By Mike Pflanz
SOMALILAND, Somalia, 10 January 2012 – Ali Abdullah stands at the front of the class asking students their ages, how long they take to walk to school, whether they are orphans, and whether any have learning or development needs.
Mr. Abdullah, headmaster at Koossar Primary School, is one of thousands of teachers conducting an unprecedented primary school census, helping produce the first comprehensive, government-led survey on the state of northern Somalia’s schools.
“Before, the Ministry of Education did not have this correct data about school facilities. It was just theoretical information, guesses really,” he said. “Now when you have the right information, you can show how many students there are, what items are lacking like text books or latrines, and the ministry can then go to the Ministry of Finance and donors and show what really is there and what is needed.”
The survey, to be repeated yearly, is part of a broad effort to rehabilitate and improve the country’s education system – from the inside out.
Years of civil war have left government agencies with few trained administrators. For the education ministries in semi-autonomous Somaliland and Puntland, this means school systems have been rudimentary, and improvements have been makeshift.
Many schools lack electricity, running water, text books and toilets, and do not have enough desks or chairs. Teachers’ training is limited, and their salaries are largely dependent on community contributions.
“These are very basic things that sound like they should be automatic, but in Somaliland, Puntland and South Central Somalia, they are not,” said Isabel Faria de Almeida, Head of Rural Development, Social Services and Infrastructure at the Delegation of the European Union in neighbouring Kenya.
“If the ministry doesn’t know how many teachers it has, how can they run a system? If they don’t know what financial resources they need, or how many school books they have to print, or how many pupils are attending schools, then they don’t know the needs,” she said.
Bringing experts back
To create lasting improvements, the European Union, UNICEF, the CfBT Education Trust and the Africa Education Trust have designed an innovative programme to increase capacity at the country’s education ministries. Central to the strategy is bringing professional Somalis living abroad back to their home country to work alongside senior education ministry staff, passing along their expertise.
Hassan Suleiman is one of 10 technical advisors to return to Somalia. He is supporting the Somaliland Ministry of Education and Higher Education through the Integrated Capacity Development for Somali Education Administrations (ICDSEA) programme. ICDSEA focuses on planning and policy, human resources, financial management, quality assurance, and gender equality.
“There has been a realization that the institutional capacity in terms of skills, knowledge, structure – all aspects – is not enough to deliver an adequate education system,” said Mr. Suleiman, who grew up in Britain after fleeing the Somali war. “We have relied on international consultants to produce nice policy documents, but they are just shoved on a shelf because the skills have not been there to implement them.”

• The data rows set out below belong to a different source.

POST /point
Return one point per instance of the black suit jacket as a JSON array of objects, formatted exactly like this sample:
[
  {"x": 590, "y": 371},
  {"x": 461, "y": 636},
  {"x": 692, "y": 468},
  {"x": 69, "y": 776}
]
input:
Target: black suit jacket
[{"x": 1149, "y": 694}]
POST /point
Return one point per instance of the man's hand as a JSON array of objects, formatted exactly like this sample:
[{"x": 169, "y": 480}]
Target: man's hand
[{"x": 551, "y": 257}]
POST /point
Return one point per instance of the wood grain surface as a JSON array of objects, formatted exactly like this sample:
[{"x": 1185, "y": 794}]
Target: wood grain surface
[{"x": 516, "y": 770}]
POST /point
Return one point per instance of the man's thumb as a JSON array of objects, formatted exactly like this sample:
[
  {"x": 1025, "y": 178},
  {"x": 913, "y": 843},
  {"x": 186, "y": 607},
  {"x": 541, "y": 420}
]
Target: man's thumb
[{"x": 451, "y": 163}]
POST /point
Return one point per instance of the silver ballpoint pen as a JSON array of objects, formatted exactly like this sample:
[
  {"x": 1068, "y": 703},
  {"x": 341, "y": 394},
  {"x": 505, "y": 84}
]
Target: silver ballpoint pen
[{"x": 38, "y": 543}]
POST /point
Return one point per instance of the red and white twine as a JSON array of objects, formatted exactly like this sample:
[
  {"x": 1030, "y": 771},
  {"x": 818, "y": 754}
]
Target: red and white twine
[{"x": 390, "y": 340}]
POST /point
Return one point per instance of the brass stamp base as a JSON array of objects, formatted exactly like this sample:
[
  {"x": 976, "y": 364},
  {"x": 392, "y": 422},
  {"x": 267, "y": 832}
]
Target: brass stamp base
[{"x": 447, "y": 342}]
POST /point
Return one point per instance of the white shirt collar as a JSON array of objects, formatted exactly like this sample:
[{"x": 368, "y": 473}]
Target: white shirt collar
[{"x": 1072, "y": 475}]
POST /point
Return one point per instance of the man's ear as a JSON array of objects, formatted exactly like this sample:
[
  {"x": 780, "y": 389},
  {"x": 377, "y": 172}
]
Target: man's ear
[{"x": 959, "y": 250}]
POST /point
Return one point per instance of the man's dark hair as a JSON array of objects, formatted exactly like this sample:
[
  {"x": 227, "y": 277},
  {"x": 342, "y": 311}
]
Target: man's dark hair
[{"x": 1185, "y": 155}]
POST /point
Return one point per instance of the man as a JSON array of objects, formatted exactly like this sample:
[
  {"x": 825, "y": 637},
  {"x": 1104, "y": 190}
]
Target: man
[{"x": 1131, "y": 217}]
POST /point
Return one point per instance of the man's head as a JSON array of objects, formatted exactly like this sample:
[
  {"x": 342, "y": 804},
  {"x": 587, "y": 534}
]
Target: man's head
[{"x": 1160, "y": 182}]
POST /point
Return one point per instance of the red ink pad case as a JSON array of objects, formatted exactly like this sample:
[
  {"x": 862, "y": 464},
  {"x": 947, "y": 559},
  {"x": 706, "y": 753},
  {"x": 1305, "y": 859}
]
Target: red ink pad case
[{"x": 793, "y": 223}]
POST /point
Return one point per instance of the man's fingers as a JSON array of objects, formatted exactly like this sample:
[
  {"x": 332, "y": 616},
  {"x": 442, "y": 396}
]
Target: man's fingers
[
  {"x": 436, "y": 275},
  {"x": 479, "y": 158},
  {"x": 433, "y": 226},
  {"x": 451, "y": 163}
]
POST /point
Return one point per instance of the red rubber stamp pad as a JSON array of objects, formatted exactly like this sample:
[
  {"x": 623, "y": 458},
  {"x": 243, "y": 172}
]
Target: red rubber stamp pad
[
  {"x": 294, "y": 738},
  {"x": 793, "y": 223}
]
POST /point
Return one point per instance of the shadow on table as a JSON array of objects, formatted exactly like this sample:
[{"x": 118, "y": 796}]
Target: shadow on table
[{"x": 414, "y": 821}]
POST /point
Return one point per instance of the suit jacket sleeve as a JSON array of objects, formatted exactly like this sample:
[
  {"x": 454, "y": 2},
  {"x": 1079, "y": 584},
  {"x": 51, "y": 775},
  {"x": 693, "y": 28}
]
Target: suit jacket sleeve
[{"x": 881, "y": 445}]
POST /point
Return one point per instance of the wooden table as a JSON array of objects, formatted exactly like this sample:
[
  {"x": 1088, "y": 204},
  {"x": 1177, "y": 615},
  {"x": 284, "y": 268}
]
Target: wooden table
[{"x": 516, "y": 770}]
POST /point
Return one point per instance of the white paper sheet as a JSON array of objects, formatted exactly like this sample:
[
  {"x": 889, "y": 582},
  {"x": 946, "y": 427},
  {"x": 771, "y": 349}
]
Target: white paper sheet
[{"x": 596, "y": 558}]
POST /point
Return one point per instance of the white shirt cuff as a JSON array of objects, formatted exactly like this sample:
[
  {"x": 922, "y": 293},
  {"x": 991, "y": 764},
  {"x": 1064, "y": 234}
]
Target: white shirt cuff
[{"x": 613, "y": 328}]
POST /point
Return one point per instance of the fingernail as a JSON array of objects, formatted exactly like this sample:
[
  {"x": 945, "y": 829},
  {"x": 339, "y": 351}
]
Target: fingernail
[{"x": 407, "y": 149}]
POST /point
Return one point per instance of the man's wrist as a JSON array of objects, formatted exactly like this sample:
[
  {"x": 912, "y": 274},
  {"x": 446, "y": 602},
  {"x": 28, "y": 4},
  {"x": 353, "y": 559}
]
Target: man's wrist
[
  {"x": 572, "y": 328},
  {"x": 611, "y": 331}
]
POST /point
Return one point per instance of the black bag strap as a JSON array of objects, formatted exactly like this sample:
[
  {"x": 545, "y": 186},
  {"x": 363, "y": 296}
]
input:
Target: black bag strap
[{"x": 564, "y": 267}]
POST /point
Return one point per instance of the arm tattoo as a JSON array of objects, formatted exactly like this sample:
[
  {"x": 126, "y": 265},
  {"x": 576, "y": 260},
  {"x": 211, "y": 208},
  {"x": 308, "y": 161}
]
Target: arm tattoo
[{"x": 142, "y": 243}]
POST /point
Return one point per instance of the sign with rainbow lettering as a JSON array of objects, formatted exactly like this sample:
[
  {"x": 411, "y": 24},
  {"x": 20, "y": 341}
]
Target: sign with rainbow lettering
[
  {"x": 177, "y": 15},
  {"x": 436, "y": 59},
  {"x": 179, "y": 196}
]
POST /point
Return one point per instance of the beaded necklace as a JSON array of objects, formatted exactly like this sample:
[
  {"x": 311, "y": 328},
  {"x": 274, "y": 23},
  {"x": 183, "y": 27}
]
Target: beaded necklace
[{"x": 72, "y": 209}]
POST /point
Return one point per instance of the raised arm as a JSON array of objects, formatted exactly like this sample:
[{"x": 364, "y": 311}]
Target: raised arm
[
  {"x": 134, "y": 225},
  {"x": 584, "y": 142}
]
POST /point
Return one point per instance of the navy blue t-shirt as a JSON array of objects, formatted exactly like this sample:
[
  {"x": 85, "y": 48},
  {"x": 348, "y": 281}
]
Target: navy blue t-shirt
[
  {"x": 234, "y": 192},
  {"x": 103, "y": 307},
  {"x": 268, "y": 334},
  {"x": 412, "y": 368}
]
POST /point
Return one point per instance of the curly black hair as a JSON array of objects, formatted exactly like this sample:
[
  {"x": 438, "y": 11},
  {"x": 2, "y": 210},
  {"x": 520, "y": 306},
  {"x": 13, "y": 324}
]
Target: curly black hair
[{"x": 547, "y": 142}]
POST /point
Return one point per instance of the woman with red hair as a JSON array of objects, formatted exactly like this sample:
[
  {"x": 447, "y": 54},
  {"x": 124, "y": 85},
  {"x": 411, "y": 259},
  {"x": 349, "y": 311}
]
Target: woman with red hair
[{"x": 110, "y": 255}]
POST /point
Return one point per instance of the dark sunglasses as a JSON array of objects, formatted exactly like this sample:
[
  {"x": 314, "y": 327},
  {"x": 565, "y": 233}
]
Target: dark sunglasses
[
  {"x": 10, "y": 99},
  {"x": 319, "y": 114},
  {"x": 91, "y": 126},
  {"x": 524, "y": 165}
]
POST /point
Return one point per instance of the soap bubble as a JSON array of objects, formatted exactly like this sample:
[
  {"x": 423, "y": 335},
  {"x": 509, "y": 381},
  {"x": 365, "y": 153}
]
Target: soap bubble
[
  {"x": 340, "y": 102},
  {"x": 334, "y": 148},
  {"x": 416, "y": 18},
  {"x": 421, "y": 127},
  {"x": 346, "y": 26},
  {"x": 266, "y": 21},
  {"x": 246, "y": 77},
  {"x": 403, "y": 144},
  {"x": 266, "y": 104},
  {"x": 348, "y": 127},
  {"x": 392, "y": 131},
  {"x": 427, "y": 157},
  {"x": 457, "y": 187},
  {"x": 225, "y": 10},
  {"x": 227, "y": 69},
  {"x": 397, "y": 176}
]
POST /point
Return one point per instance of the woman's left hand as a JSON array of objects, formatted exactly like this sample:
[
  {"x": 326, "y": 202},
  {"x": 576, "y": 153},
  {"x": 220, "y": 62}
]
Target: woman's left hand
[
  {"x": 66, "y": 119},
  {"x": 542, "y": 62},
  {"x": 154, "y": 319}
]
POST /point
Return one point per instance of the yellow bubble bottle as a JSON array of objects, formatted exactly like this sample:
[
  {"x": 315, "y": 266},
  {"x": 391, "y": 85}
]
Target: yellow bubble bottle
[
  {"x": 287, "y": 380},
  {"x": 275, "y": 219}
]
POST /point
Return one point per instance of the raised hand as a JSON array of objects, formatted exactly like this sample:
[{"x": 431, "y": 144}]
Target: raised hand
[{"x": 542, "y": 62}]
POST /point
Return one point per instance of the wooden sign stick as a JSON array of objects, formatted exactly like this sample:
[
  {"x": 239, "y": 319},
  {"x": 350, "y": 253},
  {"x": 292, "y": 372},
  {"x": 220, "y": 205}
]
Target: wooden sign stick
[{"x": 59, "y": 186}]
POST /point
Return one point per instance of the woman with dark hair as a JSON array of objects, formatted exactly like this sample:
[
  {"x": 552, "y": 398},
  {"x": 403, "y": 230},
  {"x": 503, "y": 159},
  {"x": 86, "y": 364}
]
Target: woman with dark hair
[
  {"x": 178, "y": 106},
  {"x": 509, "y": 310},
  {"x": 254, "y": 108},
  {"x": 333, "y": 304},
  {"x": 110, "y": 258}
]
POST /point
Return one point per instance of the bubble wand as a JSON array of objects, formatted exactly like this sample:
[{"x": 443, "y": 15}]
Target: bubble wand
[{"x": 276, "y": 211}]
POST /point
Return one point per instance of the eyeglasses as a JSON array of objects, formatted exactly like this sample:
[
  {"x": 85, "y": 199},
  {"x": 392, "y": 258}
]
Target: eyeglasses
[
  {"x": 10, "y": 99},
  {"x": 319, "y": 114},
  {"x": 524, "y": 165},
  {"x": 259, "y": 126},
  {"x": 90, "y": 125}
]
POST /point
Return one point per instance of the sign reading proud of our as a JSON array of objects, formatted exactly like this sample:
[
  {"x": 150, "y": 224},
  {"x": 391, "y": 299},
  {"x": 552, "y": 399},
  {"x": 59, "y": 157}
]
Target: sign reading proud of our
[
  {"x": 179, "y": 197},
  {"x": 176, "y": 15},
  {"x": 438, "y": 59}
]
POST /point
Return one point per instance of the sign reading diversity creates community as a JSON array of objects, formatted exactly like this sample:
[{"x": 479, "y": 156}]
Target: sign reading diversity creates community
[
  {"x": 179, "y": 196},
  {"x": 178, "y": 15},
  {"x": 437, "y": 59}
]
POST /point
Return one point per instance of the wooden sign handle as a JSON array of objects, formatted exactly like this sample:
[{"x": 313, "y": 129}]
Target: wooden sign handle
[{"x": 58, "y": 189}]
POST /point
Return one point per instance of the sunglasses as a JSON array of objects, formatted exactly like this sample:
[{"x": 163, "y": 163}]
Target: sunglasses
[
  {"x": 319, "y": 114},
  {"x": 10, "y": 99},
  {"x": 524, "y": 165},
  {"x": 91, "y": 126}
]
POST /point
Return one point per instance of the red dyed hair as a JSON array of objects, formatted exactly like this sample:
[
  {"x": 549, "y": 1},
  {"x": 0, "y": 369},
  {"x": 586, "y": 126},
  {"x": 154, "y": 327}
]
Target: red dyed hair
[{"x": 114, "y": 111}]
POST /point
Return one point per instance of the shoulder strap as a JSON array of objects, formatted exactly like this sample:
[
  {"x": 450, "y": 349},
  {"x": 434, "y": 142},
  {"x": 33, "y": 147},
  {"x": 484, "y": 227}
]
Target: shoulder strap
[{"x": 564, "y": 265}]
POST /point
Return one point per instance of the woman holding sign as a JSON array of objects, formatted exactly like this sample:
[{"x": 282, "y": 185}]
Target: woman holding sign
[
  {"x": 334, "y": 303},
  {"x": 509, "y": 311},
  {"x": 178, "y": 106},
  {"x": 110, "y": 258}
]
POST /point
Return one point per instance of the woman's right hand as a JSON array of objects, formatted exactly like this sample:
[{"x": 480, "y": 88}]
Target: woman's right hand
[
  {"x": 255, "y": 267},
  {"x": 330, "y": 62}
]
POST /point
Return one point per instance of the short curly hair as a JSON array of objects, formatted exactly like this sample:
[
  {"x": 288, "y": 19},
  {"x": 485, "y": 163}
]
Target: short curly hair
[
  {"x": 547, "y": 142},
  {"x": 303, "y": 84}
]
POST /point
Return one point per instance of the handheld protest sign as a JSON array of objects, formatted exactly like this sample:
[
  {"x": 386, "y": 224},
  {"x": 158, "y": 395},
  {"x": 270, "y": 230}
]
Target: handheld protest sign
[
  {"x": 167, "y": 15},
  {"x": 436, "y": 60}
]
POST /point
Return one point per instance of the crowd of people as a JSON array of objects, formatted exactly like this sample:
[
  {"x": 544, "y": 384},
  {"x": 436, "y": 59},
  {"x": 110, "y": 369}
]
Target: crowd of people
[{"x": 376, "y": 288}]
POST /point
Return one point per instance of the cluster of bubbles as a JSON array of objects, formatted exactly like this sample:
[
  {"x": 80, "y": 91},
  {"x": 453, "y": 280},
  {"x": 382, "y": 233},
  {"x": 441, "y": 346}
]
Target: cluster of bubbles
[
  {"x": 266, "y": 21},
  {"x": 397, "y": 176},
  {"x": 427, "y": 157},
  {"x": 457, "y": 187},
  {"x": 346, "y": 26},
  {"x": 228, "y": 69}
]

Amina Osman, another technical advisor, grew up in Uganda. She working in Puntland, harmonizing the many different curricula used, and is working to ensure the consistency of end-of-term exams. Meanwhile, Abdirahman Mohamud, from Kenya, is running tests on a software package that will organize the data from the primary school census.
Each of the 10 advisors are shadowed by two trainees, Somalis hired from within Somalia who will become professional managers at the Ministry.
Once the security situation improves in the south, a similar scheme is planned for the education ministry in Mogadishu.
One morning at the Ministry of Education in Garowe, Puntland, Sahro Koshin stood before a crowd of officials to help launch a scholarship fund for girls. Ms. Koshin, who grew up in Holland, is working to increase girls’ school attendance.
“Teachers are not taught about gender issues,” she said. “In a typical class you will find girls on one side and boys on the other, and the teacher is always addressing the boys, showing in an unspoken language that the girls should keep quiet and the boys should answer.”
Turning around these ingrained prejudices will “take time”, she admits. But the situation will improve if gender equality factors into all aspects of education policy.
“We believe that supporting Somalia’s authorities to build their own systems, as well as develop their own policies and competent staff, is the only way to ensure that all Somali children will have the opportunity to access a quality education,” said UNICEF Representative in Somalia Sikander Khan. And girls are sure to benefit.
“One example of this is the girls’ scholarship fund that UNICEF has supported the Ministry of Education Gender Units to establish,” he continued. “In its first year, the fund will give over 450 deprived girls the means to attend school, and hopefully with additional support, will give hundreds more of Somalia’s most deprived girls the opportunity to go to school in future years.”
“Increasing the capacity of managers here, to plan everything for the future, that is the only way to make sure things do not remain the same,” said Abdulkadir Yusuf Nur, Acting Director General of Education for Puntland. “It will work, I know. Soon, we will be standing on our own two feet.”